Background & Motivation
What is Dynamic Memory Allocation?
In C programming, memory management is a critical task that developers must handle explicitly. Unlike languages with automatic garbage collection (Java, Python), C requires programmers to manually allocate and deallocate memory. This control provides performance benefits but introduces complexity.
Dynamic memory allocation refers to the process of allocating memory at runtime, as opposed to compile-time. The C standard library provides several functions for this:
malloc(size_t size): Allocates a block of memory of specified sizefree(void* ptr): Deallocates a previously allocated blockrealloc(void* ptr, size_t size): Resizes an allocated blockcalloc(size_t nmemb, size_t size): Allocates and zero-initializes memory
Why Build a Custom Allocator?
Building a memory allocator from scratch provides deep insights into:
- Operating System Concepts: Understanding how programs interact with memory
- Performance Optimization: Balancing speed vs. memory utilization
- Data Structures: Implementing efficient free list management
- Low-Level Programming: Pointer arithmetic, bit manipulation, and memory alignment
- Debugging Skills: Detecting memory corruption and fragmentation issues
The Challenge
The primary challenge in memory allocation is the trade-off between throughput and memory utilization:
- Throughput: Number of allocation/deallocation operations per second
- Utilization: Ratio of payload memory to total heap memory (minimizing fragmentation)

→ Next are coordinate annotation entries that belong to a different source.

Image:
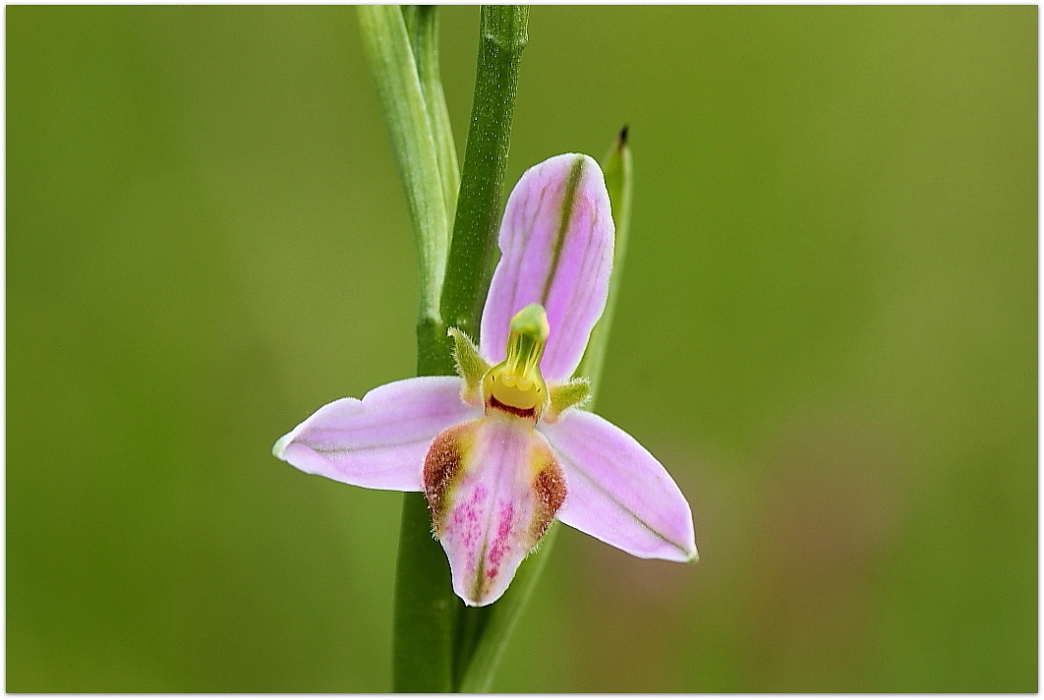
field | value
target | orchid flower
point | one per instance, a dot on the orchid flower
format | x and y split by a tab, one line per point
505	447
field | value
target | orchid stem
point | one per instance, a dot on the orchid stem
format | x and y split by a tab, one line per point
432	637
501	617
503	36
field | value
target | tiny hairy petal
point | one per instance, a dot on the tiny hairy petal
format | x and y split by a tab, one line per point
378	442
493	486
618	492
556	244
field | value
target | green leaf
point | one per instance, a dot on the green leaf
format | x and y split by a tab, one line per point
503	37
408	118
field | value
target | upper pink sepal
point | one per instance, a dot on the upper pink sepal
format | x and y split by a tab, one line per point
379	442
493	487
618	492
556	246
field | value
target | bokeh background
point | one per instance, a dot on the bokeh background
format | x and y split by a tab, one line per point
827	330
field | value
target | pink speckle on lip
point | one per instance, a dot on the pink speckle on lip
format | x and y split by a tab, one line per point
500	544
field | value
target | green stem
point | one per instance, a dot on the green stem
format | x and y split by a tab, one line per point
406	114
501	617
422	25
503	37
429	627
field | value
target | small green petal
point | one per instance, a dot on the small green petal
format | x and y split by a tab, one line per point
470	365
574	392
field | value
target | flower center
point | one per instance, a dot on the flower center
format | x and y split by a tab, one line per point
516	386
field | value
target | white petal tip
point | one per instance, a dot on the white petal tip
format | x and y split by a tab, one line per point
280	446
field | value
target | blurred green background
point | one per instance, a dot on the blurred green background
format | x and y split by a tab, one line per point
827	330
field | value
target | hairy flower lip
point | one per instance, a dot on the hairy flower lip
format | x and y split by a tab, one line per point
521	413
495	475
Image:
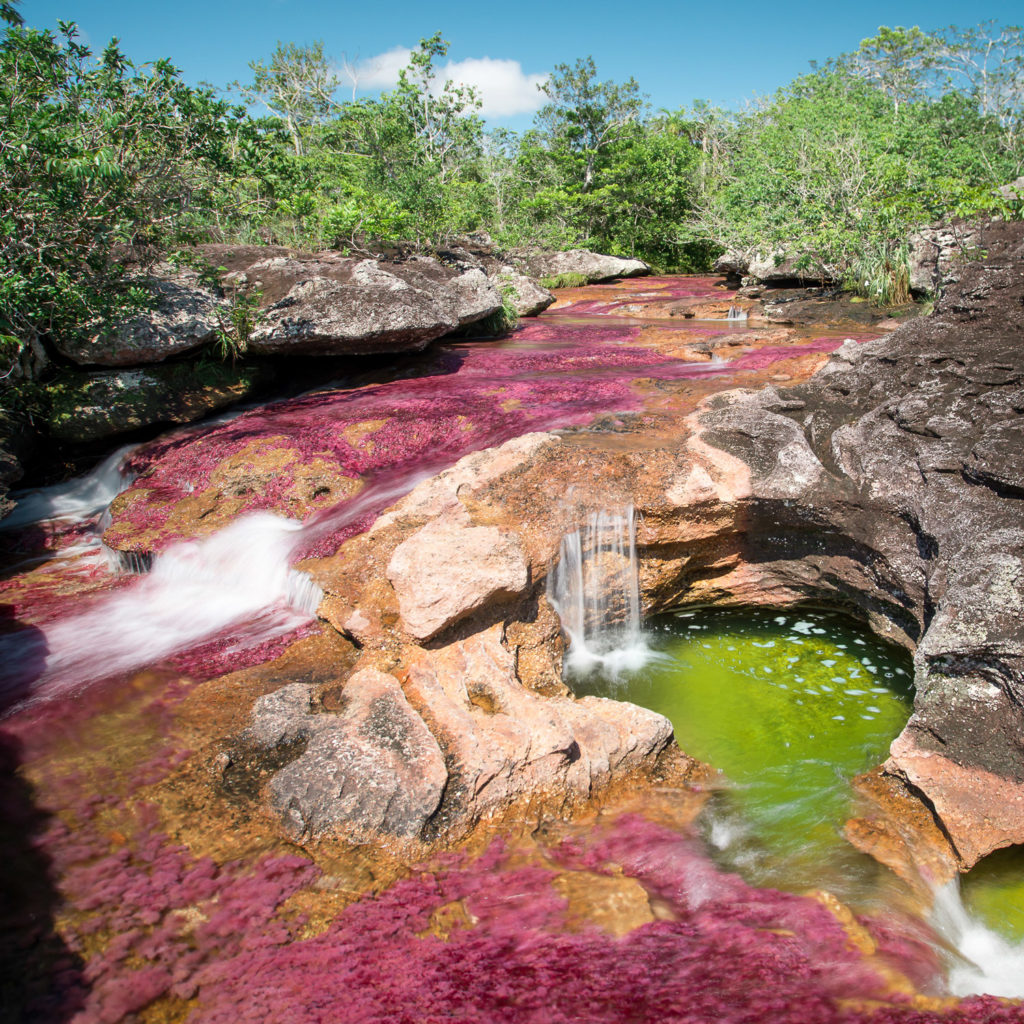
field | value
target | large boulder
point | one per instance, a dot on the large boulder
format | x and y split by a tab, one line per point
892	481
527	297
450	568
88	408
186	313
938	255
772	267
329	304
371	771
594	266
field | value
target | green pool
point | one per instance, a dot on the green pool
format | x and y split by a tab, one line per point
790	707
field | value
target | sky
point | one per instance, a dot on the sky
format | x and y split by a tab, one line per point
678	52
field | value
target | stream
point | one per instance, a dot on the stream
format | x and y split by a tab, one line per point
138	897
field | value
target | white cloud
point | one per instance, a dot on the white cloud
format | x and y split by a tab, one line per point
503	86
381	72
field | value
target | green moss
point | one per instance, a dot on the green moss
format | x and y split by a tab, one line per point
568	280
790	706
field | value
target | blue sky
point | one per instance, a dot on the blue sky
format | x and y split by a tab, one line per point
724	52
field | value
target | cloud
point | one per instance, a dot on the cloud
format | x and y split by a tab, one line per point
381	72
503	86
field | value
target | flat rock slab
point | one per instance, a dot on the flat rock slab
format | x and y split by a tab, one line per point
329	304
448	569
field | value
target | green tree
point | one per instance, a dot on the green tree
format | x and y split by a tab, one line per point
298	85
100	162
584	118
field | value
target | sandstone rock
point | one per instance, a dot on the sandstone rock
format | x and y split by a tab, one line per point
372	771
91	407
186	315
939	253
527	296
504	742
769	267
449	568
594	266
327	303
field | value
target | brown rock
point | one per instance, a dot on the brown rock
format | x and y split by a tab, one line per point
450	568
371	772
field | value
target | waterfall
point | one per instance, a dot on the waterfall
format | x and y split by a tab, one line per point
595	589
83	497
238	580
989	965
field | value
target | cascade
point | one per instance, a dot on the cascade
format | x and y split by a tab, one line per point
989	964
83	497
240	578
596	592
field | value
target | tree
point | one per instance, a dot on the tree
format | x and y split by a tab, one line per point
99	161
298	85
896	60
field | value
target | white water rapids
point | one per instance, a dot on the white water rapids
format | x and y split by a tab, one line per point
595	589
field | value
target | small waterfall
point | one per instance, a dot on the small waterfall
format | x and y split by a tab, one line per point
195	591
595	589
79	499
990	965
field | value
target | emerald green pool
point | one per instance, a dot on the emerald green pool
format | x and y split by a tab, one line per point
790	707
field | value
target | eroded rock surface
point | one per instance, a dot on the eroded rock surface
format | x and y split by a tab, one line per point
891	480
329	304
186	313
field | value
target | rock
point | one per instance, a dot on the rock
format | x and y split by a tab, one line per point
371	772
504	743
527	297
329	304
938	254
593	266
185	315
104	404
16	442
891	482
449	568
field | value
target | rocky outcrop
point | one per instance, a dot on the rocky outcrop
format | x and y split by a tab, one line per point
370	770
939	254
449	568
527	296
105	404
329	304
185	314
892	481
774	267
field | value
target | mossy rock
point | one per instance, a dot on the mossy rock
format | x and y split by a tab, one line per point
86	408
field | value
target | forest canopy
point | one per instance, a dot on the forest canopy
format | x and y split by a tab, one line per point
104	164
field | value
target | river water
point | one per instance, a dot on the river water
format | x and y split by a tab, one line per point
131	900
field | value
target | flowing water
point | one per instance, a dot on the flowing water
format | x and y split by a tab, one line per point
135	895
790	707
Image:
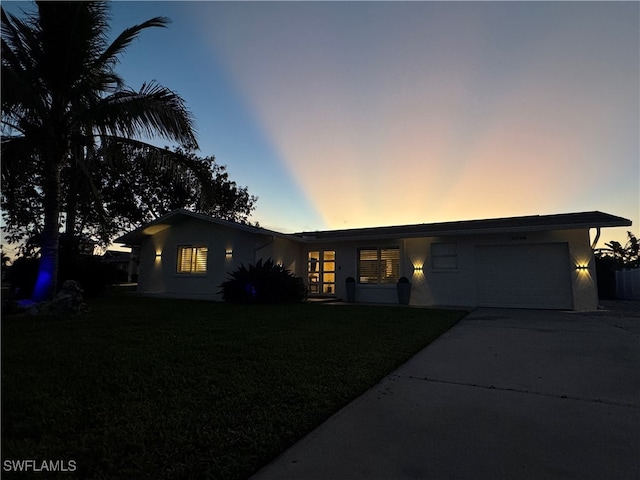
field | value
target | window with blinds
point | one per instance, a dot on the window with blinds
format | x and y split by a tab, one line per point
192	259
379	265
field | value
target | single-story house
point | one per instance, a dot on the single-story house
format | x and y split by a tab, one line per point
540	261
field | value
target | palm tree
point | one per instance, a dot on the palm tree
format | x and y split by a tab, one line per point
61	96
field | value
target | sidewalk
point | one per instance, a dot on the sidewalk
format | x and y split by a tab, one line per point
505	394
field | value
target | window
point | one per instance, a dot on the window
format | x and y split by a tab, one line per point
379	265
444	256
321	270
192	259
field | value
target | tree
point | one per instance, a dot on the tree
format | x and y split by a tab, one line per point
61	97
622	257
615	257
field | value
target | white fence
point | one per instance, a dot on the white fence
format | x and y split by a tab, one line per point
628	284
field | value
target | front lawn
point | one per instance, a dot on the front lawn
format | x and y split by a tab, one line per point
176	389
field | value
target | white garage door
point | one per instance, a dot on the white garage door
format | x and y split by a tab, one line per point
524	276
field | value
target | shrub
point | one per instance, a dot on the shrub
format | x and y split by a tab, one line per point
88	270
265	282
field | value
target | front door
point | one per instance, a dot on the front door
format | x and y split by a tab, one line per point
322	272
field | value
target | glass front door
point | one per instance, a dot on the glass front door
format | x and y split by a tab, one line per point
322	272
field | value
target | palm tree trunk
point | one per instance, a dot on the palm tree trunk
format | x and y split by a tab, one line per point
47	280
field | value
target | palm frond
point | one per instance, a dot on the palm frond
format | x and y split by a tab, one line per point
152	111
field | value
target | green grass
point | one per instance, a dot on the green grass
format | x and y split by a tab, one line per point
176	389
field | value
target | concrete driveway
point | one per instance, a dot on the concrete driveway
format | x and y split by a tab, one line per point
505	394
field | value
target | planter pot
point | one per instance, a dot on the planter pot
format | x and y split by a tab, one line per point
404	293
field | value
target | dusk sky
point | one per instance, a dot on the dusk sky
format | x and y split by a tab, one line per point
340	115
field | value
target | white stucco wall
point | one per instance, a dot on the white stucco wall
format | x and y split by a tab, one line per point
430	286
158	274
459	287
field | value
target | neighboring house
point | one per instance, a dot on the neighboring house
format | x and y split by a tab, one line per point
542	261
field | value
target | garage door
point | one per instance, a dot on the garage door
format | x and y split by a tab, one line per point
524	276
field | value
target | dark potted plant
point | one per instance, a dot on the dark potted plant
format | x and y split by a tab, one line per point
351	289
404	291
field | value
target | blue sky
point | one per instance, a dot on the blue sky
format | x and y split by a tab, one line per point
350	114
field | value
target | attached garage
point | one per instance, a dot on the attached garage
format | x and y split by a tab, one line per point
524	276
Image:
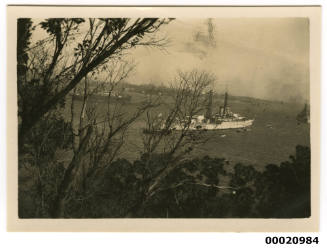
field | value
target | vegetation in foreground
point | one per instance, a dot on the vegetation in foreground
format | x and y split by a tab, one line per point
197	188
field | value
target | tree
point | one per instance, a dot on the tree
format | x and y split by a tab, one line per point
47	79
47	73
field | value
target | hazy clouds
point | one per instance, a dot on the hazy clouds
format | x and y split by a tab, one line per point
260	57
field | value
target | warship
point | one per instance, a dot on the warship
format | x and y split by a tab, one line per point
224	119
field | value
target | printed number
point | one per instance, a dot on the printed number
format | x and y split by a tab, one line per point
292	240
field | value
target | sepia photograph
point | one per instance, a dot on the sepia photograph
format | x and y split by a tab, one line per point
173	117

This project aims to achieve an optimal balance between these competing goals.
Theoretical Foundation
Memory Layout & Heap Structure
In a typical C program, memory is organized into several segments:
High Memory
┌─────────────────┐
│ Stack │ ← Grows downward
├─────────────────┤
│ ↓ │
│ │
│ ↑ │
├─────────────────┤
│ Heap │ ← Grows upward (our focus)
├─────────────────┤
│ BSS │ ← Uninitialized data
├─────────────────┤
│ Data │ ← Initialized data
├─────────────────┤
│ Text │ ← Program code
└─────────────────┘
Low Memory
The heap is the memory region where dynamic allocation occurs. It grows upward (toward higher memory addresses) as programs request more memory.
Block Structure
Each allocated or free block in our heap has a specific structure:
┌─────────────────────────────┐
│ Header (8 bytes) │ ← Contains size and allocation bit
├─────────────────────────────┤
│ │
│ Payload │ ← User data
│ (variable size) │
│ │
├─────────────────────────────┤
│ Footer (8 bytes) │ ← Contains size and allocation bit
└─────────────────────────────┘
For Free Blocks, the payload area stores:
┌─────────────────────────────┐
│ Header (8 bytes) │
├─────────────────────────────┤
│ Predecessor Pointer (8B) │ ← Points to previous free block
├─────────────────────────────┤
│ Successor Pointer (8B) │ ← Points to next free block
├─────────────────────────────┤
│ │
│ (unused space) │
│ │
├─────────────────────────────┤
│ Footer (8 bytes) │
└─────────────────────────────┘
Segregated Free Lists
To combat fragmentation and improve allocation speed, we use segregated free lists. This technique maintains multiple free lists, each for a specific size class:
Size Class 0: [16-32 bytes] → [Block] → [Block] → NULL
Size Class 1: [33-64 bytes] → [Block] → NULL
Size Class 2: [65-128 bytes] → [Block] → [Block] → [Block] → NULL
Size Class 3: [129-256 bytes] → NULL
...
Size Class 10: [>16384 bytes] → [Block] → NULL
Benefits:
- Fast Lookup: Search only relevant size classes
- Reduced Fragmentation: Similar-sized blocks grouped together
- Better Cache Performance: Improved locality of reference
Coalescing
Coalescing is the process of merging adjacent free blocks to form larger blocks, reducing external fragmentation.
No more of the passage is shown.